Bruno Le Maire
©KENZO TRIBOUILLARD / AFP

Vénissieux : Bruno Le Maire face à la frustration de la classe moyenne

En visite dans une usine de Vénissieux jeudi matin, le ministre de l’Économie Bruno Le Maire s’est heurté aux doutes de salariés qui se sentent négligés par la politique du gouvernement et craignent de devoir payer pour les mesures accordées aux Gilets jaunes.

Le ministre de l’Économie, Bruno Le Maire, a visité jeudi matin l’usine de Boostheat, entreprise spécialisée dans la fabrication de chaudières nouvelle génération implantée à Vénissieux. L’occasion d’échanger avec les salariés de l’entreprise, des ouvriers qualifiés qui s’identifient à la classe moyenne et observent de loin le mouvement des Gilets jaunes. Alors que le patron de Bercy leur demande ce qu’ils attendent du gouvernement, plusieurs d’entre eux affirment ne pas se retrouver dans les derniers arbitrages. “Je me sens déphasée par rapport à la crise actuelle, confie Anne-Sophie, la première à s’exprimer, dans une table ronde réunissant salariés de l’entreprise et élus locaux. Je comprends les gens qui sont dans la pauvreté, mais rien n’a été fait pour ma classe sociale. On ne sent pas l’effet des mesures.” “J’ai l’impression de payer pour les mesures qui ont été concédées aux Gilets jaunes”, ajoute Michaël, qui affirme n’avoir “jamais autant payé d’impôts”. Pour lui, “la classe moyenne est celle qui dépense le plus et bénéficie du moins de choses”.

Face au scepticisme des salariés, Bruno Le Maire tente de défendre ses mesures de pouvoir d’achat. “Vous allez profiter de la défiscalisation des heures supplémentaires ?” demande-t-il à l’un d’entre eux. “C’est mieux de pouvoir vivre sans, il y a le travail mais il y a la famille aussi…”, lui répond ce dernier. Le ministre revient à la charge : et la suppression des cotisations chômage et maladie ? “J’ai gagné 40 euros par mois, mais je ne le sens pas trop, avec ce que je paye en carburant” – 300 euros de gazole, précise le salarié.
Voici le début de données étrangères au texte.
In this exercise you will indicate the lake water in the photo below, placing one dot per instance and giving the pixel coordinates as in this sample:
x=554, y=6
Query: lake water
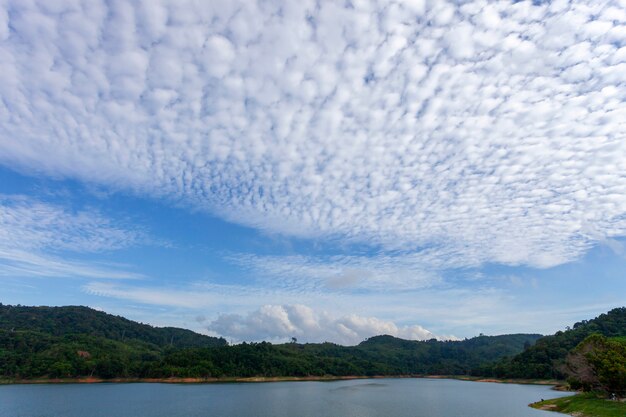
x=355, y=398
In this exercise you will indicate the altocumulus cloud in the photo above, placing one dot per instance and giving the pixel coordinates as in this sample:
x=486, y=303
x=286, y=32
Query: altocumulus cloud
x=281, y=322
x=492, y=132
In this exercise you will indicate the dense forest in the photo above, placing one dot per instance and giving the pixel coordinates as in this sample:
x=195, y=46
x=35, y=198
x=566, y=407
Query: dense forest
x=79, y=341
x=64, y=342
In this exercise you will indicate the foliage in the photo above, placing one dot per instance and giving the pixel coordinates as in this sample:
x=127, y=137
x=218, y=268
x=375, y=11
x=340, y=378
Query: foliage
x=61, y=321
x=78, y=341
x=598, y=363
x=546, y=358
x=584, y=405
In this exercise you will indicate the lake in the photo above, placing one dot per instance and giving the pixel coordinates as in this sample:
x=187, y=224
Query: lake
x=355, y=398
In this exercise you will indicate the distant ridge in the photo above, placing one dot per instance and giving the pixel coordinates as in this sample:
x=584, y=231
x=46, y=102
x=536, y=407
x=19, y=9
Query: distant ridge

Il ne prévoit pas d’abandonner son véhicule diesel : cela lui coûterait trop cher d’en acheter un nouveau. “Faites bien vos calculs, parce que vous pourriez bénéficier de la prime à la conversion et en deux-trois ans vous aurez amorti le coût”, suggère Bruno Le Maire. “Mais je ne rentre pas dans les critères, il faut être non imposable ou rouler plus de soixante kilomètres”, répond Mustapha, qui met 150 euros par mois dans “une vieille 406 diesel” et a reçu le même conseil. “On augmente le prix du carburant et après on n’est pas concerné par les aides, c’est ça qui provoque la colère des gens”, s’agace-t-il en aparté.

Des baisses d’impôt comme réponse

Le “grand débat” à venir doit “répondre aux attentes de la classe moyenne”, selon Bruno Le Maire. “Il faut que cela aboutisse à une baisse d’impôts : les gens ont l’impression d’être prélevés de toutes parts sans savoir à quoi cela sert. Il faut que vous disiez clairement quelles dépenses vous ne voulez plus payer, pour faire des économies et baisser les prélèvements”, lance-t-il aux salariés autour de la table. Première étape, pour le ministre, confirmer la suppression totale de la taxe d’habitation. “Les 20 % qui continueraient à la payer ne sont pas les plus riches : il y aurait des gens de la classe moyenne, qui vivent seuls et gagnent 2 500 euros par mois. Donc il faut la supprimer pour tout le monde : pour Anne-Sophie, pour Michaël.” Ce dernier sort peu convaincu de son échange avec Bruno Le Maire. “Si c’était si simple de baisser les impôts, les gouvernements d’avant l’auraient fait, estime-t-il à l’issue de la visite du ministre. C’est un exercice de style : il avait un message à faire passer. Nous, on pose des questions, mais ce qu’on entend n’y répond pas.”